# Week 31 – Calculating Toxicity

For this lesson, we need to develop a basic understanding of how toxins can be compared.  We know that bites from snakes and spiders can sometimes be deadly.  But why only sometimes?  We know eating some berries can be deadly, but not all berries are toxic…or are they?  Can anything be toxic if encountered in large enough amounts?

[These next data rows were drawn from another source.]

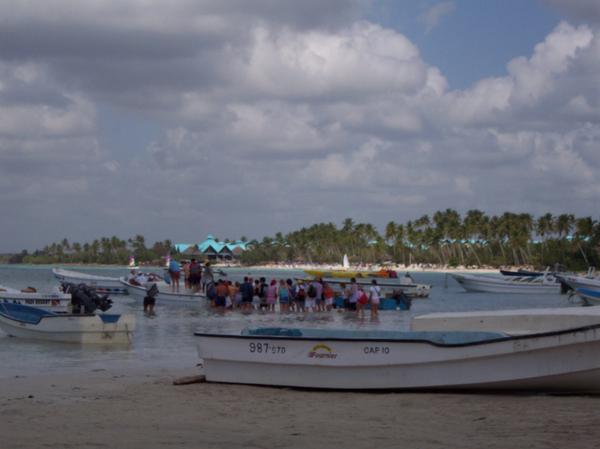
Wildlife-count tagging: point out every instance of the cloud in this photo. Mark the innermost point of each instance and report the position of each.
(268, 121)
(586, 10)
(431, 18)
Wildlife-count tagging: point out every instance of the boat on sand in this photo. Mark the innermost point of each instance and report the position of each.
(514, 322)
(23, 321)
(30, 297)
(565, 360)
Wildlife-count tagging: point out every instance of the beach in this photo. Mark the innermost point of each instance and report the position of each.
(117, 409)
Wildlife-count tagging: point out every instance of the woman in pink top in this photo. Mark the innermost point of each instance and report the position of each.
(272, 295)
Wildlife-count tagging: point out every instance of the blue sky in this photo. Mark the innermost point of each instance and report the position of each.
(476, 38)
(248, 118)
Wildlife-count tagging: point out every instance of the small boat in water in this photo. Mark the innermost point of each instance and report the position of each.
(18, 320)
(102, 284)
(163, 296)
(389, 287)
(53, 301)
(565, 360)
(508, 284)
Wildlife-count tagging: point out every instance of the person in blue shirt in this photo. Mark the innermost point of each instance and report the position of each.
(174, 271)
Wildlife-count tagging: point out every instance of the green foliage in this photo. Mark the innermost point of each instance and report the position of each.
(106, 250)
(444, 238)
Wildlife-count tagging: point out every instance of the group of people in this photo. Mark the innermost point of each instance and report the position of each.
(195, 276)
(303, 296)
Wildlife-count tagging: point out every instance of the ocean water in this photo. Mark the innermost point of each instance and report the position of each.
(166, 342)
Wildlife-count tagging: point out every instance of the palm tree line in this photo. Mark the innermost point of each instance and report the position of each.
(106, 250)
(444, 238)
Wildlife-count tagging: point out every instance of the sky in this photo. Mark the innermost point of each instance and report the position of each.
(245, 118)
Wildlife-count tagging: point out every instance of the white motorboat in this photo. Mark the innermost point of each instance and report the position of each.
(508, 284)
(514, 322)
(23, 321)
(389, 287)
(565, 360)
(573, 281)
(102, 284)
(164, 294)
(51, 301)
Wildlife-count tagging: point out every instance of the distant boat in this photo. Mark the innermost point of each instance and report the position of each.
(345, 262)
(132, 265)
(102, 284)
(521, 272)
(508, 284)
(589, 295)
(565, 360)
(23, 321)
(388, 286)
(164, 296)
(51, 301)
(514, 322)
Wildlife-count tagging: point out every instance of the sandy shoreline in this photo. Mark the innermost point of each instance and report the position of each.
(123, 409)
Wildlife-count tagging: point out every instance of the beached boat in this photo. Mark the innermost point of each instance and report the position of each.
(565, 360)
(163, 296)
(508, 284)
(514, 322)
(52, 301)
(347, 274)
(102, 284)
(574, 282)
(23, 321)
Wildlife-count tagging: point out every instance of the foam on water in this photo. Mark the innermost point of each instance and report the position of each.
(167, 341)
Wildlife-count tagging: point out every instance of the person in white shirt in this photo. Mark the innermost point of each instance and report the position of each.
(374, 295)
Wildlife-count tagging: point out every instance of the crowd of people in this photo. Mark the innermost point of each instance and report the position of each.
(302, 296)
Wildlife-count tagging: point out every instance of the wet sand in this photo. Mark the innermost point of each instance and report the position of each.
(145, 410)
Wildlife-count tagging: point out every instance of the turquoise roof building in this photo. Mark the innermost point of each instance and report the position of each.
(213, 249)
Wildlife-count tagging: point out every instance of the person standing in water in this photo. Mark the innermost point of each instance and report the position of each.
(174, 272)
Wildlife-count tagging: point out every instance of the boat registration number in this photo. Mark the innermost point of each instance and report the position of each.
(265, 348)
(376, 350)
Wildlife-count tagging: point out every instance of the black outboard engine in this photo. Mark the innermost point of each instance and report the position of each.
(84, 299)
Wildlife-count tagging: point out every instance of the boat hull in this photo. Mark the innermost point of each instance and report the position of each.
(103, 285)
(575, 282)
(139, 293)
(82, 329)
(48, 301)
(514, 322)
(563, 361)
(505, 285)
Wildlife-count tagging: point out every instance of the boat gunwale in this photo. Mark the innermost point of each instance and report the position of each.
(415, 340)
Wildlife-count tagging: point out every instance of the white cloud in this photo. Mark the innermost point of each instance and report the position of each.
(431, 18)
(279, 123)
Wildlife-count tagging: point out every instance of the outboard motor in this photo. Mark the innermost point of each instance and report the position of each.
(85, 299)
(403, 301)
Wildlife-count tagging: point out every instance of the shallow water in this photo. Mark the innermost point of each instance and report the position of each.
(167, 341)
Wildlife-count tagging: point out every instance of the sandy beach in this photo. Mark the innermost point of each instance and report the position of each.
(145, 410)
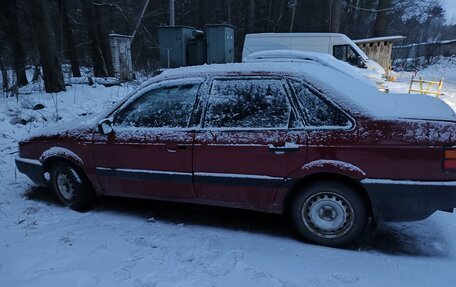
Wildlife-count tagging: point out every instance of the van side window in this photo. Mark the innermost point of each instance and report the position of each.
(347, 54)
(252, 103)
(318, 112)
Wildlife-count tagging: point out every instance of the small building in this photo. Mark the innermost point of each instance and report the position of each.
(379, 49)
(121, 56)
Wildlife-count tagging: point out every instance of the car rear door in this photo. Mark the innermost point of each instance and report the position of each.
(245, 149)
(150, 152)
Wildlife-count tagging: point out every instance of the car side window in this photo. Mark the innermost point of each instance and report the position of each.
(168, 107)
(248, 103)
(318, 112)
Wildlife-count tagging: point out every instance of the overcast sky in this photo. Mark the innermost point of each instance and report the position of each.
(450, 7)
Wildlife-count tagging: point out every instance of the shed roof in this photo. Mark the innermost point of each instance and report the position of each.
(379, 39)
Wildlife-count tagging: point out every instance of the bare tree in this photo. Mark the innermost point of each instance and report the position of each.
(10, 22)
(69, 39)
(381, 20)
(49, 60)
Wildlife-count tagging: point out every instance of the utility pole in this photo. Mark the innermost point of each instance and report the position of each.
(172, 19)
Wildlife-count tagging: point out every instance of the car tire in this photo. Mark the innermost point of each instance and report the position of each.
(72, 187)
(329, 213)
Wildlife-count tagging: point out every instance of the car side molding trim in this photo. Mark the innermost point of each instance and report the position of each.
(199, 177)
(157, 175)
(407, 182)
(240, 179)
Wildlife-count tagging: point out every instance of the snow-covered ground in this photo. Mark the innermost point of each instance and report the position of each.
(144, 243)
(444, 68)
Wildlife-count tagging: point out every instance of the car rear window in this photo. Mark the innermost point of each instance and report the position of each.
(168, 107)
(318, 112)
(248, 103)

To talk about toxicity, we need to understand the meaning of LD50 (the lethal dose at which 50% of a population of organisms die after exposure to a given amount of a substance).  LD50 is often expressed in mg/kg, which means the number of milligrams (mg) of a substance per kilogram (kg) of organism body mass.  Before we work through an example, take a look at the Lethal Doses Handout.  The first entry is for aspirin (acetysalicylic acid)  Aspirin has an LD50 of 200 mg/kg when fed orally to a rat.

Important Concept: Rats are commonly used for toxicity studies as the way rats metabolize chemicals is similar enough to humans for rats to be a good model organism for predicting toxicity in humans.  A typical lab rat has a mass of up to 0.5 kg, while a typical human may have a mass of 70 kg (equivalent to 154 pounds, 1 kg = 2.2  pounds, or lbs).  You can imagine an experiment where a scientists feeds aspirin in increasing amounts to various groups of rats.  All of the rats have a mass of 0.5 kg.  The first group of rats eats 1 mg of aspirin and the rats all live.  The next group eats 3 mg of aspirin and the rats all live.  Eventually, a group of rats eats 100 mg of aspirin and half of the rats die.  The scientist just found the LD50 of aspirin: 100 mg of aspirin / 0.5 kg of rat body mass = 200 mg/kg.

To figure out how to apply the LD50 of 200 mg/kg to a human with a mass of 70 kg, we need to multiply the LD50 by 70 kg:

200 mg/kg x 70 kg = 14,000 mg aspirin

Aspirin tablets often come in 81 mg doses.  To figure out how many 81 mg aspirin tablets a person would need to eat to have a 50% chance of dying (assuming a mass of 70 kg), we need to divide 14,000 mg by 81 mg/tablet:

14,000 mg x 1 tablet / 81 mg = 172.8 tablets, (about 173 tablets)

To answer the question of how much is too much when it comes to aspirin, taking more than the recommended dose per day is too much.  Anyone contemplating taking 173 tablets of aspirin needs to get help first!